Defensive coordinator Clancy Pendergast described Johnson as more of a “work-in-progress type guy,” but having him in the mix is better than not for the Trojans.
It’s still early but …
Here’s a look at where things stand in terms of the first-team offense and defense based on practice observations through two weeks:
Quarterback: JT Daniels.
Running back: Vavae Malepeai, Stephen Carr, Markese Stepp.
Receiver: Michael Pittman, Tyler Vaughns, Amon-Ra St. Brown.
Tight end: Josh Falo.
Offensive line (left to right): Austin Jackson, Alijah Vera-Tucker, Brett Neilon, Andrew Vorhees and Jalen McKenzie.
Some offensive notes: Stepp was the only healthy scholarship running back at practice this week. Carr and Malepeai have been nursing injuries. … Sophomore receiver Devon Williams isn’t listed as a starter, but he’s been impressive this spring, and with Velus Jones still in the transfer portal, Williams will likely be the team’s fourth receiver. But truthfully, with the depth concerns at defensive back, it’s difficult to gauge the true progress of the receivers this spring since they’re competing against walk-ons a lot of the time.
Defensive line: Christian Rector, Jay Tufele, Marlon Tuipulotu, Connor Murphy.
Linebackers: Palaie Gaoteote, Jordan Iosefa.
Safeties: Talanoa Hufanga, Isaiah Pola-Mao.
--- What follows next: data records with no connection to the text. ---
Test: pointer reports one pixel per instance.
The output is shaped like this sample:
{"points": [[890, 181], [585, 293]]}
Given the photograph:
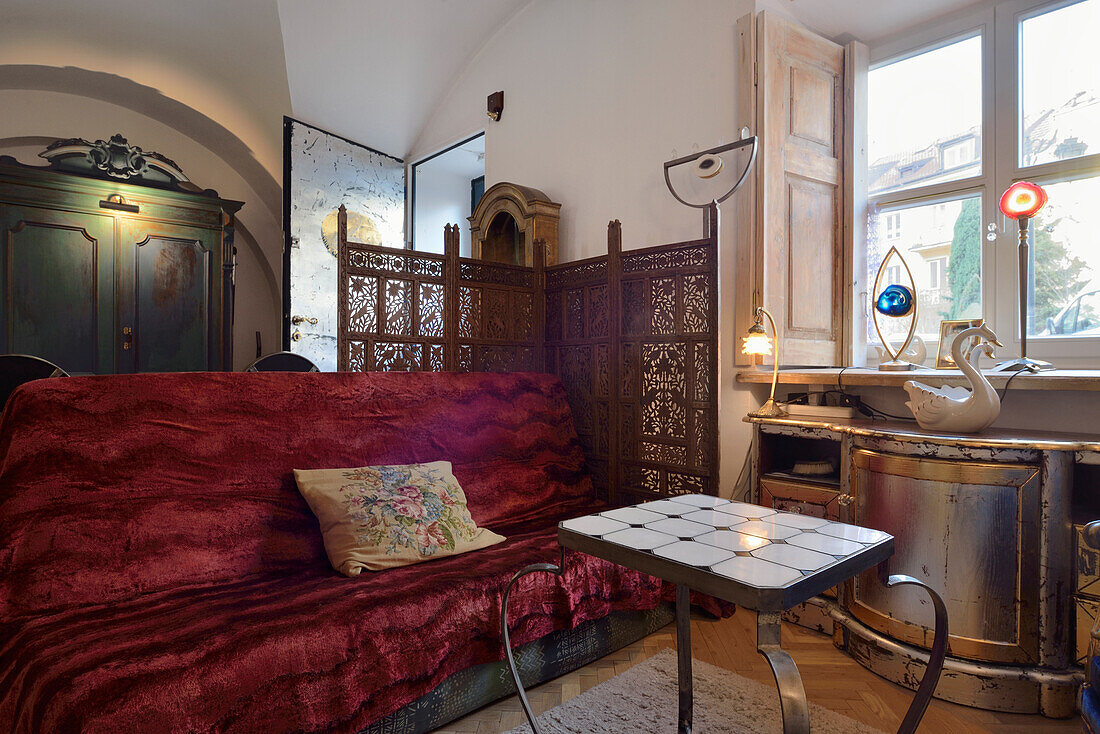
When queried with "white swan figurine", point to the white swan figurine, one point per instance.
{"points": [[959, 409]]}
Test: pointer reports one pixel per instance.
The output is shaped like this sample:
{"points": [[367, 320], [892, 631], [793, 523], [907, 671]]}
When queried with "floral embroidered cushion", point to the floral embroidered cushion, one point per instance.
{"points": [[380, 517]]}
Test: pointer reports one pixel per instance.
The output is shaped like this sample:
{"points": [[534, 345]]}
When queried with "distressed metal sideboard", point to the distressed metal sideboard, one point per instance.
{"points": [[986, 519]]}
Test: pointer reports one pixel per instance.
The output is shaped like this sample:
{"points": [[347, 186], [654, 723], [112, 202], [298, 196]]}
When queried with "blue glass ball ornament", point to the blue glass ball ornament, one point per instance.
{"points": [[894, 300]]}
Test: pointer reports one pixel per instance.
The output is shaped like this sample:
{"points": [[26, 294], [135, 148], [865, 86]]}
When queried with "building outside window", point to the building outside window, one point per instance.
{"points": [[939, 154]]}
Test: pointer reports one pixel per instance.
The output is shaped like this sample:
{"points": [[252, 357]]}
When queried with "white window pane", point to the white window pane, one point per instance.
{"points": [[1059, 79], [924, 118], [942, 245], [1064, 298]]}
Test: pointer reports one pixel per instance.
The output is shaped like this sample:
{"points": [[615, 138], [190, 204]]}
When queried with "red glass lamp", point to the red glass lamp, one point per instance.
{"points": [[1021, 201]]}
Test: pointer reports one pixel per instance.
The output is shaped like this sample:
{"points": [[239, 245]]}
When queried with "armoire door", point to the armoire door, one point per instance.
{"points": [[165, 276], [57, 269]]}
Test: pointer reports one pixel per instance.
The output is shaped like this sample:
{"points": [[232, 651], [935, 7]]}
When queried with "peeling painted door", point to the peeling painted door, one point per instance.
{"points": [[321, 172]]}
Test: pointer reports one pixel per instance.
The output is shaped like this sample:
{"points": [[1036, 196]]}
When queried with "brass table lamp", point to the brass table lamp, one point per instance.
{"points": [[758, 342]]}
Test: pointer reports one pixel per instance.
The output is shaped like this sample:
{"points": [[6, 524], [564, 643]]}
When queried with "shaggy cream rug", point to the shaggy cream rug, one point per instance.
{"points": [[644, 700]]}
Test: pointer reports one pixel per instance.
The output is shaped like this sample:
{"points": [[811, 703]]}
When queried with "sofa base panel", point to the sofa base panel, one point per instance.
{"points": [[538, 661]]}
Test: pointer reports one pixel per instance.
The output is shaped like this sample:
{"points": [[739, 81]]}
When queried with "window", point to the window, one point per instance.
{"points": [[937, 269], [939, 153], [893, 226]]}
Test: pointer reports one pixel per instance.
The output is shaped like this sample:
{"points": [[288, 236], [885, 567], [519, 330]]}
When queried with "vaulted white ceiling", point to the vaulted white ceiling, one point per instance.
{"points": [[372, 70], [865, 20]]}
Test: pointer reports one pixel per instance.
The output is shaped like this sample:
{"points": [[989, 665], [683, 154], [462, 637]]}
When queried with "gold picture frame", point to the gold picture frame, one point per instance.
{"points": [[947, 331]]}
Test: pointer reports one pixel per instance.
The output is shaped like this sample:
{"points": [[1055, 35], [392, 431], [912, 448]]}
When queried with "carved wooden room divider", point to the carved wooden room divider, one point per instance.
{"points": [[633, 337]]}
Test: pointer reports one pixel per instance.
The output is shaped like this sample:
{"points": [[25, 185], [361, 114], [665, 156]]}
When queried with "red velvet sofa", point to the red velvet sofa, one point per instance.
{"points": [[160, 571]]}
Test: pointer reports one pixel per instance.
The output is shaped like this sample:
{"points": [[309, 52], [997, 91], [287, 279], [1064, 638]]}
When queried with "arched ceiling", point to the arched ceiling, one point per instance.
{"points": [[374, 70]]}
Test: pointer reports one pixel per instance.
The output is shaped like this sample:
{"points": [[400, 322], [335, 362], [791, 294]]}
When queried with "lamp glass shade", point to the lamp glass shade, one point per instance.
{"points": [[756, 343], [1022, 199]]}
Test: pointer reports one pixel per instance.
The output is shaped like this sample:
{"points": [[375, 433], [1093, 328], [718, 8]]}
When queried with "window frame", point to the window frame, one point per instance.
{"points": [[998, 25]]}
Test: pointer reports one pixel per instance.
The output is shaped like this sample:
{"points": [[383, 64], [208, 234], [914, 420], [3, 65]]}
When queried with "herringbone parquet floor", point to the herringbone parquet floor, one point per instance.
{"points": [[832, 679]]}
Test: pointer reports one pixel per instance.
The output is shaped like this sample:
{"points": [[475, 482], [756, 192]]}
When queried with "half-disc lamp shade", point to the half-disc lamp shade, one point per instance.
{"points": [[1022, 199], [756, 342]]}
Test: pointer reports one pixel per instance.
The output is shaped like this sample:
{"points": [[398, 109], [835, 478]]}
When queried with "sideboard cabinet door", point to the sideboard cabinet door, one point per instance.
{"points": [[969, 530], [57, 270]]}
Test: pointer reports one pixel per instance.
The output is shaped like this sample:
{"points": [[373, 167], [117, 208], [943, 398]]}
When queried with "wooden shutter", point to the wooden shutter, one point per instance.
{"points": [[799, 253]]}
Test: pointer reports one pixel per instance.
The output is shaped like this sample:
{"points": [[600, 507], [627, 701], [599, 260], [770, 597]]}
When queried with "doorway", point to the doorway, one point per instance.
{"points": [[446, 188]]}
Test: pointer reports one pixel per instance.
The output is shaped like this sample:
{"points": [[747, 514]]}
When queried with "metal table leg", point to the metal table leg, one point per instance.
{"points": [[792, 694], [683, 658], [931, 678], [534, 568]]}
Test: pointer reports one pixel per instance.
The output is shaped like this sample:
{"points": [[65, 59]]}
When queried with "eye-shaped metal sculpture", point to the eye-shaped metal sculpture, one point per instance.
{"points": [[707, 164], [894, 300]]}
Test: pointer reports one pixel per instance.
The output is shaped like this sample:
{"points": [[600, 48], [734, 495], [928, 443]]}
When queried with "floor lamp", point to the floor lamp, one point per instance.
{"points": [[1021, 201]]}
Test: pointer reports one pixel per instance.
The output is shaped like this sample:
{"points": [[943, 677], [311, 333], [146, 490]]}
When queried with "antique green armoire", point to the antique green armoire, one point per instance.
{"points": [[112, 261]]}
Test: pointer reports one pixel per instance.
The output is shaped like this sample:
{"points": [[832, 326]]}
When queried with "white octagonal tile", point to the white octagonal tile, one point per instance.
{"points": [[801, 522], [732, 540], [825, 544], [681, 528], [594, 525], [756, 571], [713, 517], [633, 515], [768, 529], [747, 511], [640, 538], [794, 557], [693, 554], [664, 506]]}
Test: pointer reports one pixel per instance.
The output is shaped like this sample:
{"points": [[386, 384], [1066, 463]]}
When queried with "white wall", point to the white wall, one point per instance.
{"points": [[597, 96], [442, 198]]}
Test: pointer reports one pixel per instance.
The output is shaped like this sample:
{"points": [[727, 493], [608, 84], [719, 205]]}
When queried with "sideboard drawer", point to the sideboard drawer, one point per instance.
{"points": [[805, 497]]}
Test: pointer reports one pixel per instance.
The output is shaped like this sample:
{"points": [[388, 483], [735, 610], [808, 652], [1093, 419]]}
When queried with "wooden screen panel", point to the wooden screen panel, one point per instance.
{"points": [[579, 349], [631, 336], [799, 175], [410, 310], [497, 316], [393, 308], [668, 401]]}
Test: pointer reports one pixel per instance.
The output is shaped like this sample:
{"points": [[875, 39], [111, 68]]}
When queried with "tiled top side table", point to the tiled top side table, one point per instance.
{"points": [[756, 557]]}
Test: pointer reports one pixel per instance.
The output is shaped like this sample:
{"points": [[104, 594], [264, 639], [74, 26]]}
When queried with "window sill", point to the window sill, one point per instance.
{"points": [[1066, 380]]}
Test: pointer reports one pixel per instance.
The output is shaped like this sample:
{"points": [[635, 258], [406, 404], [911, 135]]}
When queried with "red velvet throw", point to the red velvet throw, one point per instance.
{"points": [[160, 571]]}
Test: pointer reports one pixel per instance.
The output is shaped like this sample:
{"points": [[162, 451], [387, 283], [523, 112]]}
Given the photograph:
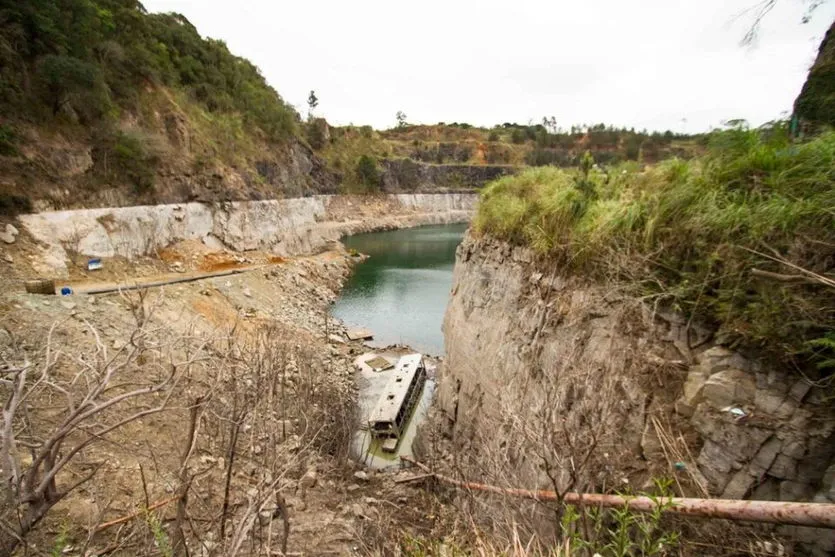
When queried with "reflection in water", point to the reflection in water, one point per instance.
{"points": [[401, 291]]}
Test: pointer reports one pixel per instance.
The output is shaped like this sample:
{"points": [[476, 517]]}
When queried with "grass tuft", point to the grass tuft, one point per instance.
{"points": [[692, 232]]}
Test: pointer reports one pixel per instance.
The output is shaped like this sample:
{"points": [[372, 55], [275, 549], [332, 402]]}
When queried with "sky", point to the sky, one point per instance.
{"points": [[654, 64]]}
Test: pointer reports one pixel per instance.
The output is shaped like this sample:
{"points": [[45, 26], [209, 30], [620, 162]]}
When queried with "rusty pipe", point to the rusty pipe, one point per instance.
{"points": [[819, 515]]}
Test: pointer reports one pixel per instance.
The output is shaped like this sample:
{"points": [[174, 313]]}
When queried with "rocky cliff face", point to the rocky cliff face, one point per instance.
{"points": [[538, 363], [284, 226], [815, 106]]}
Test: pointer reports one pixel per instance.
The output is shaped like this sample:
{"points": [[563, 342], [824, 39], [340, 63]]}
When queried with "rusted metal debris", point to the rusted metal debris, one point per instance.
{"points": [[819, 515]]}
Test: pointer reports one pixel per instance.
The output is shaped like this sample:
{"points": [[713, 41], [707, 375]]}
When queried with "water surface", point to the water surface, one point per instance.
{"points": [[402, 290]]}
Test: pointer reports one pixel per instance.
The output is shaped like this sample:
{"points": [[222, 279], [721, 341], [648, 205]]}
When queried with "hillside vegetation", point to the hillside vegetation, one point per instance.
{"points": [[815, 106], [509, 144], [90, 59], [103, 103], [742, 238]]}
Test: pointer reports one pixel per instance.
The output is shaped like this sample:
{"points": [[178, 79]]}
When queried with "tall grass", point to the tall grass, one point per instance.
{"points": [[692, 232]]}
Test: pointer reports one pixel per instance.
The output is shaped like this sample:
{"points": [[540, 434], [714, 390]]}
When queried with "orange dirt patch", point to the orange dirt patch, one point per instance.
{"points": [[219, 262]]}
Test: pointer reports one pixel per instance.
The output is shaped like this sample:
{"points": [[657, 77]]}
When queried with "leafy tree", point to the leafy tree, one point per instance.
{"points": [[312, 102], [64, 77], [367, 173]]}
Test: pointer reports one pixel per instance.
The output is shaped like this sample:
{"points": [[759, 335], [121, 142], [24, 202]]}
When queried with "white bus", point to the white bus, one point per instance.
{"points": [[390, 416]]}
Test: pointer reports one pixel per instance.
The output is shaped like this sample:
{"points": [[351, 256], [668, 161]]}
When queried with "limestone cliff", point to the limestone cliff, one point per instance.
{"points": [[285, 226], [544, 371]]}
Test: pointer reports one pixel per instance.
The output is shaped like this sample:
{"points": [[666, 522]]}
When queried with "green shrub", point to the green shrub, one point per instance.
{"points": [[85, 53], [517, 136], [13, 204], [367, 174], [691, 232], [316, 130], [130, 156]]}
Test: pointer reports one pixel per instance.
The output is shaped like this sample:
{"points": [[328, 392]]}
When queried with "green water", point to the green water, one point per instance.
{"points": [[402, 290]]}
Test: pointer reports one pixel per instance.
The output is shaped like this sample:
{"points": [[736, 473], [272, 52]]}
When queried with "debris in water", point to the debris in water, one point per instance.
{"points": [[359, 334], [379, 364]]}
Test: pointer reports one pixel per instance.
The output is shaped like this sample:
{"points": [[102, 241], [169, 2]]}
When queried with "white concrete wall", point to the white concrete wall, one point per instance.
{"points": [[283, 226]]}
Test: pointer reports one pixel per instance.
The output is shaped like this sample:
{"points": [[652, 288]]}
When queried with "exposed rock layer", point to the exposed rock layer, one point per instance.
{"points": [[282, 226], [514, 326]]}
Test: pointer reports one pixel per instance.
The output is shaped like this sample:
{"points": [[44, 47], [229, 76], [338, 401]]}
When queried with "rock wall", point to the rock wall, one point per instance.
{"points": [[517, 329], [283, 226], [408, 175]]}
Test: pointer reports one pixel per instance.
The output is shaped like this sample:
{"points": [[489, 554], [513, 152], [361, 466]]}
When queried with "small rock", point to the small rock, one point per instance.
{"points": [[309, 479], [9, 235]]}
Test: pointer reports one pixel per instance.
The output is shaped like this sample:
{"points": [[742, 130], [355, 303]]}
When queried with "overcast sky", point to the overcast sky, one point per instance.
{"points": [[656, 64]]}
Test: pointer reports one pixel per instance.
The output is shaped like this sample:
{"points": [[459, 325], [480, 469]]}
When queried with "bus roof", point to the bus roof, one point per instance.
{"points": [[395, 392]]}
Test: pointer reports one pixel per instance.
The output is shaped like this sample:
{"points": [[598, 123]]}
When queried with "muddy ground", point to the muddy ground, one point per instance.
{"points": [[334, 507]]}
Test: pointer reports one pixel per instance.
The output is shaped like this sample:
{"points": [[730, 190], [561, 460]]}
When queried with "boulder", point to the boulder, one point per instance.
{"points": [[309, 479], [9, 234], [67, 163], [729, 387], [739, 486]]}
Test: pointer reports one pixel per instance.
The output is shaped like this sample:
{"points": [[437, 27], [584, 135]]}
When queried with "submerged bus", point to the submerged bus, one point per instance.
{"points": [[391, 415]]}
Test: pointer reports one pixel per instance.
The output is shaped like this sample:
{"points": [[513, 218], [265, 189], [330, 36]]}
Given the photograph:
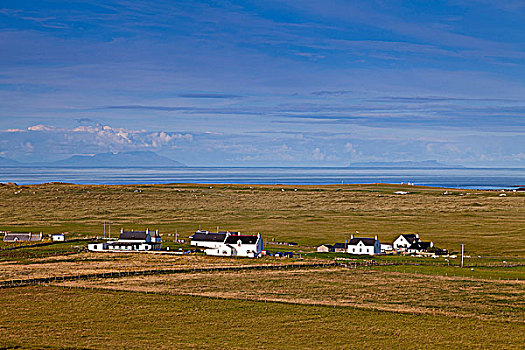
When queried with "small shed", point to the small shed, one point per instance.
{"points": [[340, 247], [325, 248], [58, 237]]}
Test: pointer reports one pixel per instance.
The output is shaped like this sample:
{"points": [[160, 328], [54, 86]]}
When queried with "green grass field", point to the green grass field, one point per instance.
{"points": [[422, 303], [312, 215], [58, 318]]}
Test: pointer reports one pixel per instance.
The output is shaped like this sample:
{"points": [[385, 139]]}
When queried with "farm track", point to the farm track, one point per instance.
{"points": [[116, 274]]}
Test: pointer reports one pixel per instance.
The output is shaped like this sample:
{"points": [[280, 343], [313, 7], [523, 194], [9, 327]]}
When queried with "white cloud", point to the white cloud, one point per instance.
{"points": [[317, 154], [41, 127]]}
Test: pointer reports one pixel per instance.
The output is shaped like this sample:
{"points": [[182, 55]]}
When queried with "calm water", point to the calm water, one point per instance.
{"points": [[482, 178]]}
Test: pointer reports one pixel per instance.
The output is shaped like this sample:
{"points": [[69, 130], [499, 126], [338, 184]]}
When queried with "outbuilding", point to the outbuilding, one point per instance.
{"points": [[13, 237], [58, 237], [325, 248], [404, 241], [364, 246]]}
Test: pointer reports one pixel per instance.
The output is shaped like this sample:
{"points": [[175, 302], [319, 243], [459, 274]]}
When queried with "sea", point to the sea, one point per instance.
{"points": [[467, 178]]}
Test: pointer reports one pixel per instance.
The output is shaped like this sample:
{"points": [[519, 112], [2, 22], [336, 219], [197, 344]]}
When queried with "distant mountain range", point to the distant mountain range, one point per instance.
{"points": [[407, 164], [122, 159], [9, 162]]}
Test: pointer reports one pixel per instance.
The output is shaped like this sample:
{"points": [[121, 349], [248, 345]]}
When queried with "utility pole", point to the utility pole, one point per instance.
{"points": [[462, 253], [346, 246]]}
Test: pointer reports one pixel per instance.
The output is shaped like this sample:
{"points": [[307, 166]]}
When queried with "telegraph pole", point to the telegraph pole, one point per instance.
{"points": [[346, 246], [462, 253]]}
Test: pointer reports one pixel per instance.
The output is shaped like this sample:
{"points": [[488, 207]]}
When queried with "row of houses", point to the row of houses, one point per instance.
{"points": [[223, 243], [14, 237], [226, 243], [409, 243]]}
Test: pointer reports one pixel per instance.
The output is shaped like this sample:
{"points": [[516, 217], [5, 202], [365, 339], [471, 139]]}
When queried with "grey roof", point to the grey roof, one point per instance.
{"points": [[133, 235], [22, 236], [208, 237], [329, 245], [245, 239], [411, 238], [366, 241], [127, 244], [420, 245]]}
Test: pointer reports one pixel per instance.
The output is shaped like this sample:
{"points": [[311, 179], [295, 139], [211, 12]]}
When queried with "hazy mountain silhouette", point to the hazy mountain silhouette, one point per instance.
{"points": [[122, 159]]}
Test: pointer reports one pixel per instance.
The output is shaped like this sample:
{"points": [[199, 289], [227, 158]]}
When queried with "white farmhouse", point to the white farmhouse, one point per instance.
{"points": [[386, 248], [419, 247], [206, 239], [131, 241], [404, 241], [58, 237], [22, 237], [364, 246], [238, 245]]}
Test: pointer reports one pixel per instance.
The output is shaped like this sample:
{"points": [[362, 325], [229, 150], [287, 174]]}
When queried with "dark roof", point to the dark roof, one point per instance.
{"points": [[22, 236], [126, 244], [420, 245], [138, 235], [208, 237], [225, 232], [366, 241], [411, 238], [245, 239]]}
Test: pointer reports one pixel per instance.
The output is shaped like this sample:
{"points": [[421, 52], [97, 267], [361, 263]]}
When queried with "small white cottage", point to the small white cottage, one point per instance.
{"points": [[404, 241], [249, 246], [58, 237], [131, 241], [364, 246], [206, 239], [22, 237]]}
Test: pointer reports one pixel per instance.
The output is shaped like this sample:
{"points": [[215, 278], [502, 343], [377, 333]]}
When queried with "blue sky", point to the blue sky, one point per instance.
{"points": [[284, 83]]}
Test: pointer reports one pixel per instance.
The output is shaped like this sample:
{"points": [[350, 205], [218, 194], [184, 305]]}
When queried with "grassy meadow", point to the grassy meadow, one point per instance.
{"points": [[422, 303], [310, 215], [62, 318]]}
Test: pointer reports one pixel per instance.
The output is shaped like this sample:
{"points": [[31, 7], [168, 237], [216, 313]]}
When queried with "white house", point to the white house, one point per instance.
{"points": [[22, 237], [131, 241], [418, 247], [404, 241], [385, 248], [364, 246], [325, 248], [206, 239], [238, 245], [58, 237]]}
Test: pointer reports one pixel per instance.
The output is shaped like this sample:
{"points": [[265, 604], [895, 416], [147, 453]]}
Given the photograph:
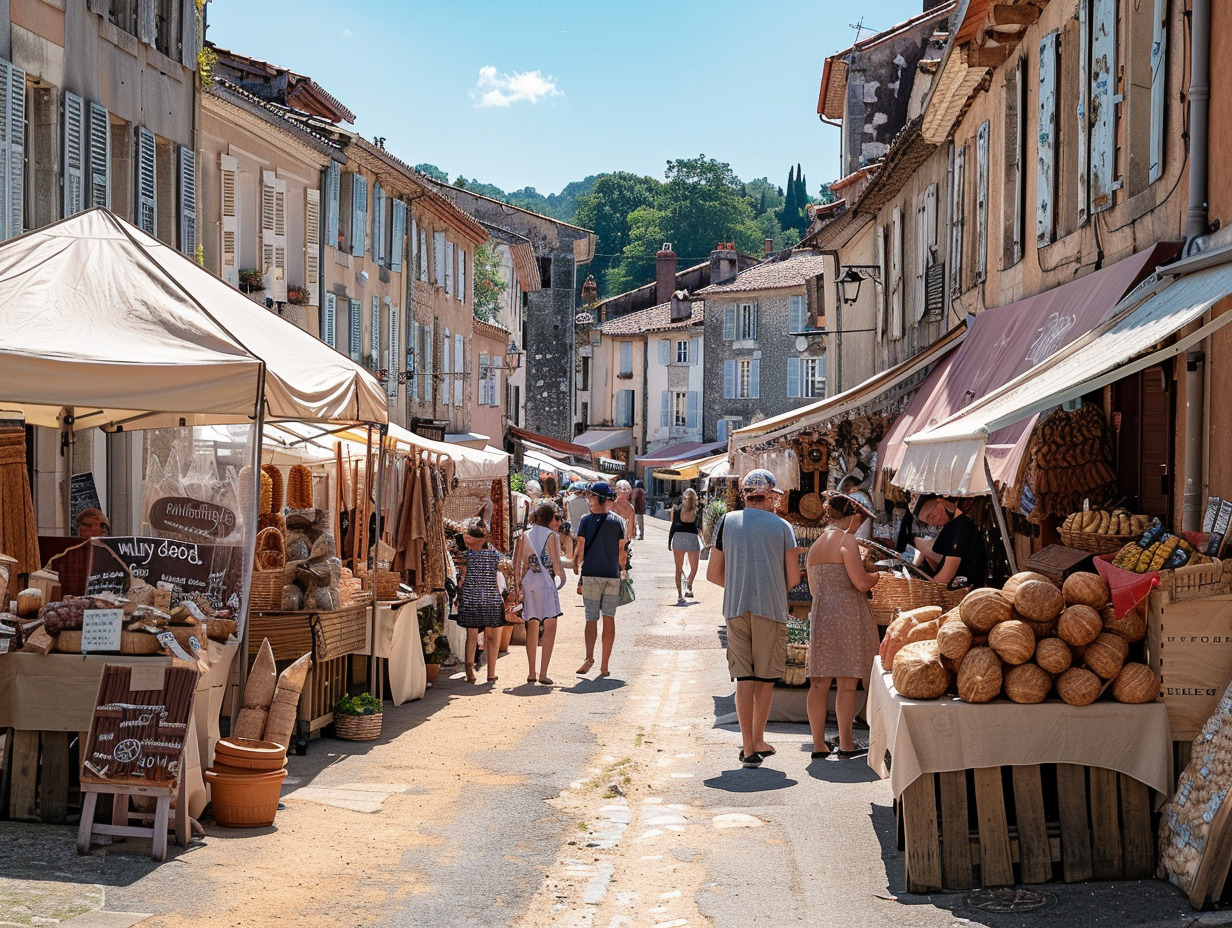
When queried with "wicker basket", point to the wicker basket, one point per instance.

Corners: Greg Johnson, Isaac Taylor-Stuart.
Nickel: Chase Williams.
Some defensive notes: John Houston has started the past two seasons at inside linebacker and is expected to remain a fixture in that rotation if he doesn’t end up a starter. … If Hufanga’s tweak turns out to be something serious, walk-on safety Jordan McMillan, who intercepted a pass in the Notre Dame game, is another option at safety, and so is Raymond Scott, who came to USC as a linebacker. Backup safety C.J. Pollard has been at practice but has often had a boot on his foot. … Sophomore Olaijah Griffin isn’t available this spring but projects to start whenever he returns.